前半が怪談で、後半は猟奇事件を扱った話という構成になっています。
話自体は楽しめたのですが、少し気にかかった点があります。
それは、実話だと謳っているのにフィクション小説のような書き方がされている場面があること(例えば、誰も見ていないはずなのに犯人が逃げていく描写が書かれている等)です。
そして、ある話での何度も同じことをクドクドと繰り返し話す会話表現です。仮に昔の人がこういう喋り方をしていたにしてももうちょっと削れるのでは?
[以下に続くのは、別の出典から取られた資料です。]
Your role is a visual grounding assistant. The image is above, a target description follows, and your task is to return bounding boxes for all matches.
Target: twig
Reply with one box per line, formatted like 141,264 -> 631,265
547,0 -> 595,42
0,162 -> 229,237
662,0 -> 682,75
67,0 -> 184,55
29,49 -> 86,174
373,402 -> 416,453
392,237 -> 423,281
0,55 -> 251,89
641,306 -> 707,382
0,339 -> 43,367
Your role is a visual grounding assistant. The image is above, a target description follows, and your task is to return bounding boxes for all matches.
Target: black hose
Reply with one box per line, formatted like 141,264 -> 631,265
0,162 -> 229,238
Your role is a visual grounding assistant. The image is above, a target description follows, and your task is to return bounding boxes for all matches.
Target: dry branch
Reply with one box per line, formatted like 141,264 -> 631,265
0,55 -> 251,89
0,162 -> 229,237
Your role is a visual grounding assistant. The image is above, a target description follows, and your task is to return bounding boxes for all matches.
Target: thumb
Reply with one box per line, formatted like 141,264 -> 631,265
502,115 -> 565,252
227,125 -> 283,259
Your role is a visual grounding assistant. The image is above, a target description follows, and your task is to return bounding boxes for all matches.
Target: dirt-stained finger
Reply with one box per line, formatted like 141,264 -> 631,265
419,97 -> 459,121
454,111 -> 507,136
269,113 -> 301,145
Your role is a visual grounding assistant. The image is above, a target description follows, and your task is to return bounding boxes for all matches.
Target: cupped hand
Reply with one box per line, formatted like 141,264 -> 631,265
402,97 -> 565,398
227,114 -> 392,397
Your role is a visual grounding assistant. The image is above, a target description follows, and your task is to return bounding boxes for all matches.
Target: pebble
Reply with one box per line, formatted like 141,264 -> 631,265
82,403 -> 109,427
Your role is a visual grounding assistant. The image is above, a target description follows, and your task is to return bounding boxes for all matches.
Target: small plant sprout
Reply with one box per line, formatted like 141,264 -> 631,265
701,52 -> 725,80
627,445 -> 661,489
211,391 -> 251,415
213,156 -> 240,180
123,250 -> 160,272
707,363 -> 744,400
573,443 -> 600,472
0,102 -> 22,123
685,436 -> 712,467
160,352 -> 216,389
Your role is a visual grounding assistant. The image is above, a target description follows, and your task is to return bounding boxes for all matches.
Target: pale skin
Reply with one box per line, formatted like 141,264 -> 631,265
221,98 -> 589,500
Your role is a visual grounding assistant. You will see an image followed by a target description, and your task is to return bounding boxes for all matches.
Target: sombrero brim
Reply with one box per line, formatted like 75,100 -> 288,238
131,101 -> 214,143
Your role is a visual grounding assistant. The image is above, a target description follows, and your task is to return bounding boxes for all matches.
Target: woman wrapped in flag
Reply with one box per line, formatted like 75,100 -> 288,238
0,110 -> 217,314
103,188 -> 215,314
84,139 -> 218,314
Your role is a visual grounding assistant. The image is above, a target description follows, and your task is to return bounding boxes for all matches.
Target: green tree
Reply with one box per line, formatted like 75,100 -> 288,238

これが気になったので、★をちょっとマイナスしました。
しかし、僕のような「超」怖い話系統ばかり読んでいる人間にとってはこういった昔の怪談はあまり出会う機会がないので、なかなか貴重な怪異譚なのではないでしょうか。
個人的にオススメは
死馬の呪い
猫の祟り
生肝殺人事件
です。
猟奇事件の中では「生肝殺人事件」が面白かったです。犯人が誰か最後の方までわからなかったので、まるで推理小説を読んでいるような感覚に陥りました。